Published March 23, 2006 in issue 0512 of the HooK.

By DAMANI HARRISON [email protected]

Some of my favorite records I disliked the first time I listened to them. I can think of two in particular: Funkadelic's "Uncle Jam Wants You" and De La Soul's "3 Feet High and Rising." Now I can't believe that I almost wrote those records off. I didn't understand at the time how some music is not meant to be "gotten" right away, but is meant to grow on you. Other music is made to attach itself to a specific mood, and that mood may not always coincide with the mood you're in.

A large part of enjoying music is putting yourself mentally and physically in the position to accept it. It doesn't matter how good the music is, if you're not ready to receive it, that music won't be good to you. That's the x-factor.
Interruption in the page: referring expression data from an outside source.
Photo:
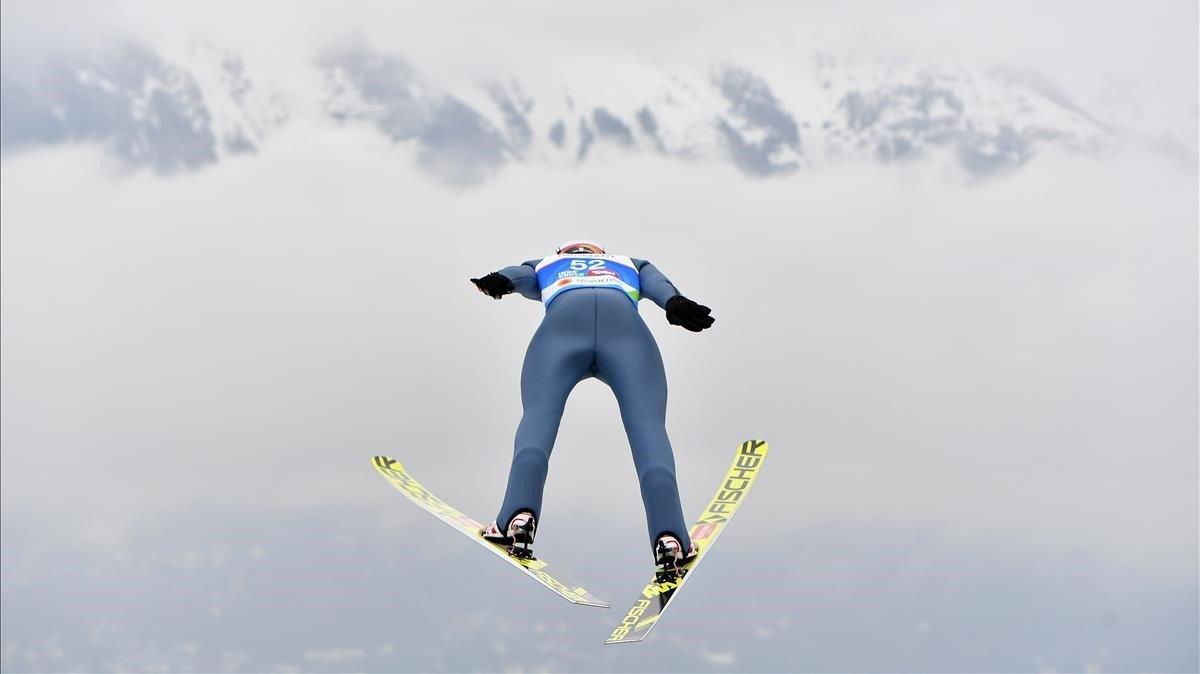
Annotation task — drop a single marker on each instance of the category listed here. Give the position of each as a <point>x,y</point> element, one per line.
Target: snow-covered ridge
<point>185,115</point>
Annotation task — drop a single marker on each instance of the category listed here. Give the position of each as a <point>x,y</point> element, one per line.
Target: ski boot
<point>517,537</point>
<point>669,555</point>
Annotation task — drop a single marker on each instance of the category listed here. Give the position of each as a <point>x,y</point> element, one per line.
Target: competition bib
<point>559,274</point>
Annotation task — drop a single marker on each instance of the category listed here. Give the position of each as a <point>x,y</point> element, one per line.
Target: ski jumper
<point>592,329</point>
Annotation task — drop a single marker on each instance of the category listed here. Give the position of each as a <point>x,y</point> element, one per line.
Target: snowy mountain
<point>184,115</point>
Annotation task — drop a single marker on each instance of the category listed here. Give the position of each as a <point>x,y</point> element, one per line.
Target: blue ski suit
<point>595,332</point>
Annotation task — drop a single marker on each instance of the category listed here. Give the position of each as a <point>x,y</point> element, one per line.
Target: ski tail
<point>659,593</point>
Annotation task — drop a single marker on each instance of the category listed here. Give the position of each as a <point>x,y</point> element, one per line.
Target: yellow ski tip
<point>385,462</point>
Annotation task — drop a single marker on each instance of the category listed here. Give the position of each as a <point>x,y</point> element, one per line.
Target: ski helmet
<point>580,246</point>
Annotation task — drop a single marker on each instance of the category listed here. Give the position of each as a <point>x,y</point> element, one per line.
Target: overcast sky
<point>981,392</point>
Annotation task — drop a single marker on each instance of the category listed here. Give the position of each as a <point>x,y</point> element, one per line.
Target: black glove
<point>682,311</point>
<point>495,284</point>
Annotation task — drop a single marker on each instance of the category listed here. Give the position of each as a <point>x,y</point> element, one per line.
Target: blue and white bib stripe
<point>559,274</point>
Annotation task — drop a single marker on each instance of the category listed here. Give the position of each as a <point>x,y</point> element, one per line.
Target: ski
<point>537,569</point>
<point>657,595</point>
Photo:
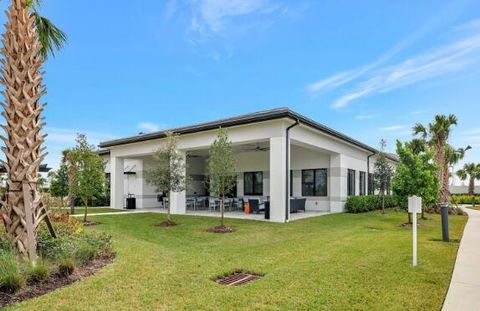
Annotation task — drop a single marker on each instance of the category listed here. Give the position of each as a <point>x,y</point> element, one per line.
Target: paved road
<point>464,291</point>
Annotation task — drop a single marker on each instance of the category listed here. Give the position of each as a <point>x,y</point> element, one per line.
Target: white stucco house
<point>280,155</point>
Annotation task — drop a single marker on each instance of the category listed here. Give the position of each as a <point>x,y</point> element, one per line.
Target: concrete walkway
<point>464,291</point>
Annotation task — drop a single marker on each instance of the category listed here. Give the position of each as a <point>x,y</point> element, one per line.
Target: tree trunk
<point>383,202</point>
<point>86,211</point>
<point>168,208</point>
<point>471,189</point>
<point>222,208</point>
<point>22,80</point>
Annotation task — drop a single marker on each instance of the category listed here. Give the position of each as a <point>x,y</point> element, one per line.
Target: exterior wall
<point>310,149</point>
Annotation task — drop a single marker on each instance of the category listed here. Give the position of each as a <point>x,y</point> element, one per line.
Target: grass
<point>334,262</point>
<point>79,210</point>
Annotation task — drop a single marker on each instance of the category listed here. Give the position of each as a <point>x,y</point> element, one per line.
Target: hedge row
<point>366,203</point>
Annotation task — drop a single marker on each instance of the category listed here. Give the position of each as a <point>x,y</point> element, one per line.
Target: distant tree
<point>416,174</point>
<point>222,176</point>
<point>168,174</point>
<point>383,173</point>
<point>472,172</point>
<point>59,187</point>
<point>87,171</point>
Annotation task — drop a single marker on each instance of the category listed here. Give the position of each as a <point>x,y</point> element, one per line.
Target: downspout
<point>287,169</point>
<point>368,170</point>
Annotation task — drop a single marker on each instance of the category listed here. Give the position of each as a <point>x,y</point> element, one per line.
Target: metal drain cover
<point>237,278</point>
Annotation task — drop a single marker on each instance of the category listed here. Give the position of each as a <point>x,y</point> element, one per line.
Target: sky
<point>370,69</point>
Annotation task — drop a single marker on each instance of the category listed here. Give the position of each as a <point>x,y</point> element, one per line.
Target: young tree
<point>88,172</point>
<point>221,177</point>
<point>27,40</point>
<point>383,173</point>
<point>168,175</point>
<point>416,174</point>
<point>472,172</point>
<point>59,183</point>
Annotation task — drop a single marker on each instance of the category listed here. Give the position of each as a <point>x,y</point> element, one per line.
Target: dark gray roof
<point>266,115</point>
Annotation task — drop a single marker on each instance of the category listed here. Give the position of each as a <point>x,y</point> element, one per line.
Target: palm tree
<point>28,39</point>
<point>471,171</point>
<point>436,136</point>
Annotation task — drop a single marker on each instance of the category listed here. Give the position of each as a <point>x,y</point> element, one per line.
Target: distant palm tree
<point>472,172</point>
<point>28,39</point>
<point>436,135</point>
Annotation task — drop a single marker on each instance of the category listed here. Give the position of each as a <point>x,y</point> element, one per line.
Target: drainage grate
<point>237,278</point>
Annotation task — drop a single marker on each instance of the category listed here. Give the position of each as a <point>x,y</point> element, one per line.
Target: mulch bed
<point>55,281</point>
<point>221,229</point>
<point>166,223</point>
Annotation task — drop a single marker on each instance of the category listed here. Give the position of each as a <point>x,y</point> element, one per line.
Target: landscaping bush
<point>11,278</point>
<point>366,203</point>
<point>66,265</point>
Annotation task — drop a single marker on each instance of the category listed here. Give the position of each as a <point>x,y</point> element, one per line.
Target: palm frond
<point>50,36</point>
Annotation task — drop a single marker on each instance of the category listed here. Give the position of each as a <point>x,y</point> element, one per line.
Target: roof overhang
<point>268,115</point>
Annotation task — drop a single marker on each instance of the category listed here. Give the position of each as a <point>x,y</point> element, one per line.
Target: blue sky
<point>370,69</point>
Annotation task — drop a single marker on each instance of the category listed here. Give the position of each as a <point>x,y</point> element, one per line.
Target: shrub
<point>66,266</point>
<point>37,272</point>
<point>11,279</point>
<point>366,203</point>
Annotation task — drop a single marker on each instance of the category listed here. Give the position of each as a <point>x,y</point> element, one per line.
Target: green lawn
<point>335,262</point>
<point>476,207</point>
<point>94,210</point>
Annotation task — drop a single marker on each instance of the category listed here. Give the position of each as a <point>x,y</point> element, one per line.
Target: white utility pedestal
<point>414,207</point>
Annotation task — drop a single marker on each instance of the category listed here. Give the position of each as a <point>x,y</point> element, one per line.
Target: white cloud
<point>217,14</point>
<point>365,116</point>
<point>445,59</point>
<point>66,137</point>
<point>148,127</point>
<point>393,128</point>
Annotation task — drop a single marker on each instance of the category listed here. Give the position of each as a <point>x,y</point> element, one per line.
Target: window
<point>371,185</point>
<point>314,183</point>
<point>351,182</point>
<point>363,184</point>
<point>291,183</point>
<point>253,183</point>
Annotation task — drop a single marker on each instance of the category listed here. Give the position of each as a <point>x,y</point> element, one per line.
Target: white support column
<point>140,180</point>
<point>338,183</point>
<point>278,162</point>
<point>116,182</point>
<point>178,200</point>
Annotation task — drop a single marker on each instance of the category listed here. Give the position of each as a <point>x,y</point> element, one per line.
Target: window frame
<point>254,183</point>
<point>351,183</point>
<point>362,183</point>
<point>314,182</point>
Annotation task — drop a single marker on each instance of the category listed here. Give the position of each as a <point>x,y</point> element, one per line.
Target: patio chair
<point>255,206</point>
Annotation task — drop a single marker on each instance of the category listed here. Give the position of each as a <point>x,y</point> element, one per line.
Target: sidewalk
<point>464,291</point>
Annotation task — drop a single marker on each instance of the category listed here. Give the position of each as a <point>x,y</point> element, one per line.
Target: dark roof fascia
<point>268,115</point>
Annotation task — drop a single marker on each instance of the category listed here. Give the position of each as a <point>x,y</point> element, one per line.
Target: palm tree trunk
<point>22,79</point>
<point>86,211</point>
<point>471,189</point>
<point>222,208</point>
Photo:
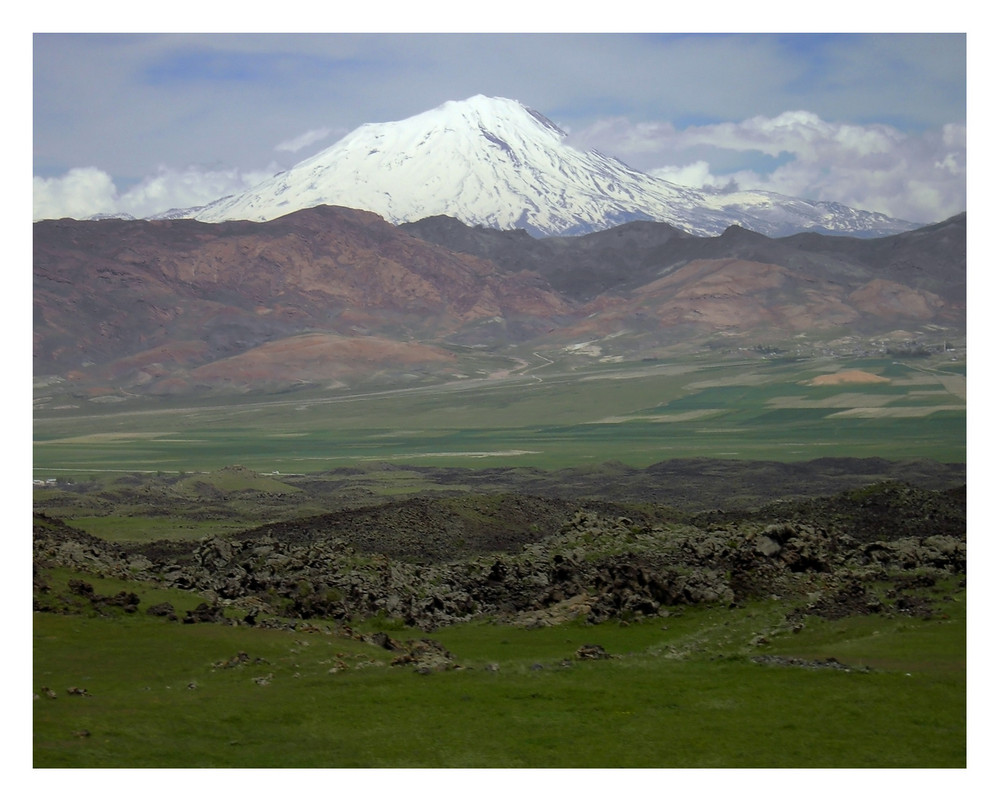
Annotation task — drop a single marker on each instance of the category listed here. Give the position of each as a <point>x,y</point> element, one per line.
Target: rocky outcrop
<point>594,567</point>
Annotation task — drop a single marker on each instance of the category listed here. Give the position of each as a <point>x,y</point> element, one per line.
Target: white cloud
<point>921,178</point>
<point>83,191</point>
<point>87,191</point>
<point>303,140</point>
It's the indeterminable subjective force that can impair our judgment, cause us to dislike something we would normally enjoy, or keep us from being open to new experience. Our own unpredictable moods, although at times they may seem fleeting and insignificant, can have long-term lingering effects.

So the trick is, whenever I go out to review music, to attempt to clean my slate, completely open myself as a hollow vessel to whatever it is I'm going to experience. Some nights it's easy. But (although I'd like to think otherwise) I'm human and can't always turn off how an entire day has made me feel.

Case in point, my experience with the band Shapiro at Starr Hill this past weekend. I could tell as I walked up the stairs to enter the venue that I was preoccupied. My mind was wandering due to an extremely hectic week that was far from over. I was already late for the performance­ showing up just as the headliners were beginning their set.

Shapiro didn't sound bad, but the chaotic indie pop spewing from the stage was too much for my little overtaxed brain to handle. Shapiro very well could have been the next big thing (although I seriously doubt it), but I just wasn't in the frame of mind to listen.

The past few weeks have been filled with shows on the loud rock end of the music spectrum. Truth be told, I'm kind of over it. This weekend I was in the mood for a bit of a pace change. Saturday I trotted over to Old Cabell Hall for classics in the form of Blues for Orchestra, a collaboration between John D'earth, the Charlottesville and University Symphony Orchestra, and The Free Bridge Quintet.

The music here was very dreamy and at times very solemn-­ not surprising since the music is rooted in blues chords and structure. However, after a hectic week, the deeply emotional strings of the Symphony Orchestra paired with D'earth's evocative soloing was therapeutic, to say the least.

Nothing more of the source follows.